Our policy on tooth restoration is to do the most conservative restoration possible, with increasing consideration towards durability.  In practical terms, that means white fillings for small to medium sized cavities, and ceramic inlays, onlays and crowns to address larger issues.   We do not recommend the removal of silver fillings to treat or prevent medical conditions, in accordance with California law.  Of course, we do recommend the prompt replacement of ANY dental filling material if there is evidence of fracture, recurrent decay, or leakage.   And if you’d like to make your silver-filled mouth beautiful again, we can do that, too.

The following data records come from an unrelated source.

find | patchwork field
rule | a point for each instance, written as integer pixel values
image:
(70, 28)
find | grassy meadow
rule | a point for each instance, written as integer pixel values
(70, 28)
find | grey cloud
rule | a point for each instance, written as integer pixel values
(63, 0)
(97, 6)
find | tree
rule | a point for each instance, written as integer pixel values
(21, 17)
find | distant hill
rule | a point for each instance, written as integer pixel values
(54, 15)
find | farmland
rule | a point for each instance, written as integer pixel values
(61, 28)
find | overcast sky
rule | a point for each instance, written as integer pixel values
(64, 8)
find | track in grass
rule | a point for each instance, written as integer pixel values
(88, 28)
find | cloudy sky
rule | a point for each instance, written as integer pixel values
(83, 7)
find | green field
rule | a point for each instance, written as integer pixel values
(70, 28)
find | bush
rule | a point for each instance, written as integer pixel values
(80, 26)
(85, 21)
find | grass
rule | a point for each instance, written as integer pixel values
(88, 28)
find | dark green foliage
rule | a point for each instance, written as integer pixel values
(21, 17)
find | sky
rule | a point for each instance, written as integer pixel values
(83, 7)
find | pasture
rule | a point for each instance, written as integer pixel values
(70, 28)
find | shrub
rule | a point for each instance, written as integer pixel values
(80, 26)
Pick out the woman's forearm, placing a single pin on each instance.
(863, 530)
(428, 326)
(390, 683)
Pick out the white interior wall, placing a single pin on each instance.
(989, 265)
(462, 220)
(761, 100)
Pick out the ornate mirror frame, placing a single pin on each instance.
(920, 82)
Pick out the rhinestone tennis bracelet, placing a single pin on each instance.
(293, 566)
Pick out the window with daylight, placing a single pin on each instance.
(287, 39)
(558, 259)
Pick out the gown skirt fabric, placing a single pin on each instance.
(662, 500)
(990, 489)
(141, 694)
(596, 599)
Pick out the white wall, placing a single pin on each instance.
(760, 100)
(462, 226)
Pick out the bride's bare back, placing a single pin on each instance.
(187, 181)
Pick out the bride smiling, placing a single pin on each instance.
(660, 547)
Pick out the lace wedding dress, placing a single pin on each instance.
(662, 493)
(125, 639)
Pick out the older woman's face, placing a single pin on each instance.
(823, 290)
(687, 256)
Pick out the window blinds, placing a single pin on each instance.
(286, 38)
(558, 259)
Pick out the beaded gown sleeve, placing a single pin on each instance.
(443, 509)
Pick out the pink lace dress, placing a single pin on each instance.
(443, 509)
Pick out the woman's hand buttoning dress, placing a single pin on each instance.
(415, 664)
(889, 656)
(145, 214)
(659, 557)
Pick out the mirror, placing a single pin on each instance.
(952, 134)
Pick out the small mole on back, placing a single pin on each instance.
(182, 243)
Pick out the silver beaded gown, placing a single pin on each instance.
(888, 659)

Which brings me back to the point I made before.  Every dental material has its place, both ugly old silver fillings and the newer white composite resins.  More and more, we are placing even longer lasting dental ceramics.  But all of them can eventually fail.  This leads to a larger filling, inlay, onlay or crown.  No matter how good our restorative options get, no matter how good your dentist is, the most effective dental material of them all may not be gold, silver, ceramic or composite.  It just might be good old dental floss.